Als Crystal zwölf war, waren beide ihrer Großväter bereits tot, und dann verstarb ihr Vater drei Tage vor Weihnachten. Was tat Crystals Großmutter – eine Frau, die nicht nur ihren Mann, sondern nun auch Crystals Vater verloren hatte, der im zarten Alter von 30 Jahren gestorben war – zu dieser Zeit großen Verlusts und Kummers?
„An Heiligabend rief meine Großmutter uns am Tisch zusammen“, berichtete Crystal, „und wir machten genau dasselbe wie auch sonst immer: Familiengeschichte. Wir aßen Rinderbraten, Kartoffelbrei und Krautsalat. Wir bauten Lebkuchenhäuser und erzählten einander Geschichten von unseren Vorfahren, und damit nun auch Geschichten von meinem Vater.“ (Kimball und andere, „Grandma’s Syrup“.)
Die Traditionen ihrer Familie, die sich ums Essen drehten, spendeten Crystal Trost und vermittelten ihr ein Gefühl der Normalität, nachdem ihre Welt aus den Fugen geraten war.
Schaffen Sie Ihre eigenen Traditionen am Küchentisch
Ob Sie sich dessen bewusst sind oder nicht, haben Sie wahrscheinlich selber schon Familientraditionen rund um den Küchentisch. Erkennen und erhalten Sie diese Traditionen, denn genau dadurch werden Erinnerungen geschaffen.
Versuchen Sie auch, bewusst neue, bleibende Traditionen zu schaffen, die ihre wichtigsten Werte widerspiegeln. Was sollen Ihre Kinder und Enkelkinder einmal über Mahlzeiten bei Ihnen zu Hause in Erinnerung behalten? Wie können Sie noch dafür sorgen, dass Zusammenkünfte im Herzen Ihres Hauses eine tiefere Bedeutung gewinnen? Wie können Sie auf diese Traditionen zurückgreifen, um Ihrer Familie in schwierigen Zeiten Halt zu geben?
Hier ein paar Anregungen:
- Gestalten Sie Kärtchen mit Fragen oder Gedanken, die Sie mitten auf den Tisch legen können, um unvergessliche Gespräche anzuregen.

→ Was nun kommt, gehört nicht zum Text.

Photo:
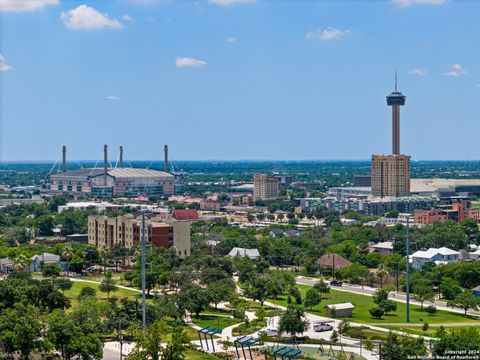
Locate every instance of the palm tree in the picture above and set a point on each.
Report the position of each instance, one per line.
(381, 273)
(20, 262)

Das Projekt #52stories ist ein guter Ausgangspunkt.
- Knüpfen Sie ein Band zur Vergangenheit und bereiten Sie ein altes Familienrezept zu. Erzählen Sie dann Geschichten von demjenigen, der das Rezept zum ersten Mal benutzt hat.
- Essen Sie an Feiertagen als Familie gemeinsam immer die gleichen traditionellen Mahlzeiten.
- Setzen Sie sich zum Frühstück zusammen und lesen Sie beim Essen die heiligen Schriften.
- Schreiben Sie die Erinnerungen rund um den Küchentisch aus Ihrer Kindheit auf und laden Sie sie als Erinnerungen in den Familienstammbaum hoch.
Nehmen Sie sich aber vor allem die Zeit dazu, mit Ihren Lieben gemeinsam zu essen, so oft Sie nur können.
„Sie müssen sich vielleicht sehr umstellen und sorgfältig planen, damit Ihre Familie am Küchentisch zusammenkommen kann“, erklärte Elder Curtis, „aber was könnte wichtiger sein als die Einigkeit in der Familie, die geistige Entwicklung der Familie, die Brücken, die die Familienmitglieder zueinander bauen – indem sie reden, zuhören und antworten – und all das in Liebe. Erfolgreich sind wir vor allem dann, wenn wir uns immer wieder von neuem bemühen.“ („Ein Tisch voller Liebe“, Der Stern, Juli 1995, Seite 75.)